For whatever reason Meatloaf seems to have a bad rap; perhaps because it comes from the days when everything was made in a Pyrex dish and contained a lot of butter, cheese and Cream of Mushroom soup. Or perhaps because it doesn’t look all that pretty and at one time was considered a poor man’s dish. But this American comfort food is definitely a favorite in our house, particularly because it is easy and quick to make, can be made ahead of time, and a great dish to use up a variety of veggies when they are loosing their freshness. And the best part is, it somehow managed to skip the butter, cheese and Campbell’s soup.

Be creative, don’t worry about exact proportions, and add as many veggies as you like to make it even healthier!

What’s your favorite meatloaf variation?

Mom’s Meat Loaf

1 lb ground turkey or beef

1 C** chopped onion

1 C chopped celery

3/4 C bread crumbs (try Brown Rice bread crumbs if you are Gluten intolerant)

1/2 C milk

1 egg

1 tsp. salt                 (I prefer sea salt for health reasons)

1 tsp. garlic or celery salt

1 tsp. pepper

small can tomato sauce

Optional things I like to add:

chopped carrots

chopped bell  peppers – all colors

crushed red peppers  either in the mix or on top, depending on how much spice you want

(I like to drizzle Ketchup over it when I eat it)

Mix all ingredients by spoon or by hand except for tomato sauce and form into a 1 1/2 qt. glass loaf pan.

Pour tomato sauce on top and bake, uncovered at 350 degrees for 1- 1 1/4 hours*.
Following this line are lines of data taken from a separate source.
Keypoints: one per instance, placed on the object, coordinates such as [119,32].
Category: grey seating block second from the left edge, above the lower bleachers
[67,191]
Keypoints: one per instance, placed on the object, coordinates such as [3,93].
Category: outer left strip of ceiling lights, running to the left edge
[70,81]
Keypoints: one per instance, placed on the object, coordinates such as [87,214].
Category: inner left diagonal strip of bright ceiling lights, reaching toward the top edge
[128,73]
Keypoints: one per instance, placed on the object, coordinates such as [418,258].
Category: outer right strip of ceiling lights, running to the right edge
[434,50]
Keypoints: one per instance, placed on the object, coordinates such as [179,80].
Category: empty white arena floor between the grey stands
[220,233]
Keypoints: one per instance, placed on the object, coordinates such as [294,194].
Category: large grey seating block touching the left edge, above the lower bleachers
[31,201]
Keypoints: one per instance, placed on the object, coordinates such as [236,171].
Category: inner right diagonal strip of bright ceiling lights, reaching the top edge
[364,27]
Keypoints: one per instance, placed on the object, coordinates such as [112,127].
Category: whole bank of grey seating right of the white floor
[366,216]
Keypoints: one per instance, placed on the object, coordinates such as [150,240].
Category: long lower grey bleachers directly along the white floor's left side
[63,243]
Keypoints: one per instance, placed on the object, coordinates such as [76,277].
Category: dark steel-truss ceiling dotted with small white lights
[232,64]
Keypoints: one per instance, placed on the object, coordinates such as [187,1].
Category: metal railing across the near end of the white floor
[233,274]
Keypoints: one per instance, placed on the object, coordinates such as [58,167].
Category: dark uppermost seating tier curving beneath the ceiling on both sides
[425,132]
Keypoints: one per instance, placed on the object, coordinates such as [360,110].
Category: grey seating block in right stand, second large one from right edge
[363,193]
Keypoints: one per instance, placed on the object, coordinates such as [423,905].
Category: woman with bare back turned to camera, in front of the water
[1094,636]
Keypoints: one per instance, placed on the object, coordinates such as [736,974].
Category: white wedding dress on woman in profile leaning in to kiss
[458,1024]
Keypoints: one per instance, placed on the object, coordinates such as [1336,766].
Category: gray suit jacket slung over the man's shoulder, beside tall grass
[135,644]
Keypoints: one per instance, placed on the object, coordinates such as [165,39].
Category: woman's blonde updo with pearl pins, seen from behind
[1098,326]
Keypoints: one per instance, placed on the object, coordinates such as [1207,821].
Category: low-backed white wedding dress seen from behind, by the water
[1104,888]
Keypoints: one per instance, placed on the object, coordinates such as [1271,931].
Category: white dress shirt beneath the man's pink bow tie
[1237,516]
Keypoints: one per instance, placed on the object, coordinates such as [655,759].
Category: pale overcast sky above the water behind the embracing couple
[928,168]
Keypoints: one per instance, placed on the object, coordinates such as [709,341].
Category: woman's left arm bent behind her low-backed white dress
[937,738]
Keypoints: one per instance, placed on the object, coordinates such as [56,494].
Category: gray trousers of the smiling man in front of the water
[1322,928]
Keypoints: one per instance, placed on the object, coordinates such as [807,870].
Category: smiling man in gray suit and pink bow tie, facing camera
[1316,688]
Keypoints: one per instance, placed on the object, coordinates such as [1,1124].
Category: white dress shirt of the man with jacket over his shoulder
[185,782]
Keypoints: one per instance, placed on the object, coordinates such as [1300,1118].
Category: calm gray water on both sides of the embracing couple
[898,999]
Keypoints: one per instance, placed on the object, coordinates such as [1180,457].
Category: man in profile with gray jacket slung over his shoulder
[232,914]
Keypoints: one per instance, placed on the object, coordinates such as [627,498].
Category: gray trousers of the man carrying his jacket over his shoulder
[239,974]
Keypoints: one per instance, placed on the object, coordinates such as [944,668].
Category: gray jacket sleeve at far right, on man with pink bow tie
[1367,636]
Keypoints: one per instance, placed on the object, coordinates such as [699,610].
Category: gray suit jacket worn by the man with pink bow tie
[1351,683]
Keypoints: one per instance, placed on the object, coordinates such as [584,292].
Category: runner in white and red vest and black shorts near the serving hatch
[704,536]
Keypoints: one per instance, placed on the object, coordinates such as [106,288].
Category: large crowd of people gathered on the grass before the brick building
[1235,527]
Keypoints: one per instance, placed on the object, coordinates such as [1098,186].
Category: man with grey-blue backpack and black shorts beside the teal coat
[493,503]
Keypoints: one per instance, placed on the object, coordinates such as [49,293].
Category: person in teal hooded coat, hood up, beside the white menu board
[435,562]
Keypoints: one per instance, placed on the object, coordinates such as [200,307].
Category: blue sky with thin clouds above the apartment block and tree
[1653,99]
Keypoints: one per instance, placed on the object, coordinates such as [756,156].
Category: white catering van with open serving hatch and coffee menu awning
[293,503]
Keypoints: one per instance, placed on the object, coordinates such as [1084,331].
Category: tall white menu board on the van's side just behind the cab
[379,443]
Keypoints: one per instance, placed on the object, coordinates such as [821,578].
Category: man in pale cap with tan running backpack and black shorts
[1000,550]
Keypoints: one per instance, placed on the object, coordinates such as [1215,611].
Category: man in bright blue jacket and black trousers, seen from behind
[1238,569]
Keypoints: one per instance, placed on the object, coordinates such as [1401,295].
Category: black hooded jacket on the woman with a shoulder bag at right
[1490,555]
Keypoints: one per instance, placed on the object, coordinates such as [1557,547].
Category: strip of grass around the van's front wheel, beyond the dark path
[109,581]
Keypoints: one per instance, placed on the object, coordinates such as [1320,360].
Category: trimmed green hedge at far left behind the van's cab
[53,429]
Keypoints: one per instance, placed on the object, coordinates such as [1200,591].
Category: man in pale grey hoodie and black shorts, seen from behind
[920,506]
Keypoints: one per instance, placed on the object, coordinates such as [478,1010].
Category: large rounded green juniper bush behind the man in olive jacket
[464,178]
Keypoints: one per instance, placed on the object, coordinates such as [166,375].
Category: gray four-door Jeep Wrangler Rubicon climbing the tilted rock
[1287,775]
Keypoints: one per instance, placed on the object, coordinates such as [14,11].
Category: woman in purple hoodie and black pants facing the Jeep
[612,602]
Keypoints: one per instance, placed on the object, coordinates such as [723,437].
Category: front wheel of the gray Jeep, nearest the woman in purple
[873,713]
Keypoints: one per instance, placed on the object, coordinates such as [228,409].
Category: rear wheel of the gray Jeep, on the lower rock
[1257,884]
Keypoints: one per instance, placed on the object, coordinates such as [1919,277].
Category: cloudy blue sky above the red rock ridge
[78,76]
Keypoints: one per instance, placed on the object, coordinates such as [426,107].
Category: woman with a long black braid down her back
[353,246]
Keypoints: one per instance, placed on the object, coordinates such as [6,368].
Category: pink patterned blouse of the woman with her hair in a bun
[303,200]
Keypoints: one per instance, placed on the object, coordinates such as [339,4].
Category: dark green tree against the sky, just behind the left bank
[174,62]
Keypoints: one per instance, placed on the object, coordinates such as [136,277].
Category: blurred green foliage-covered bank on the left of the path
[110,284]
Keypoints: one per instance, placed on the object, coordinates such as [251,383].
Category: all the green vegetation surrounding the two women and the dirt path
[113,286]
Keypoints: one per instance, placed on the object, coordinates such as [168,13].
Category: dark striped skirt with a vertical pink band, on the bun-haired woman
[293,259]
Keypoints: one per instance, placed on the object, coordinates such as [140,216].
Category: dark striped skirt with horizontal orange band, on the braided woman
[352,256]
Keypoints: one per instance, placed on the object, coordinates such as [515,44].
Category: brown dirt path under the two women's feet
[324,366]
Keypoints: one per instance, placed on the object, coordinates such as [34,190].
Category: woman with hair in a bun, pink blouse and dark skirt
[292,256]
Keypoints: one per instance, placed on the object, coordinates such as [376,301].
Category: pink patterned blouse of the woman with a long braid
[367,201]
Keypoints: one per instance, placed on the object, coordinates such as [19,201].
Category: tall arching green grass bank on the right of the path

Let stand for 10 minutes and serve.

(Can also prepare and stick in the freezer for another day)

*If you feel like it’s too long for you to cook, an easy variation would be to divide the meatloaf evenly in a cupcake pan (I’d grease it first), pour the tomato sauce evenly on each one, and then bake at same temp for 20-25 minutes. May feel weird to eat a meatloaf “muffin” but it will cut back the time and taste just as delicious.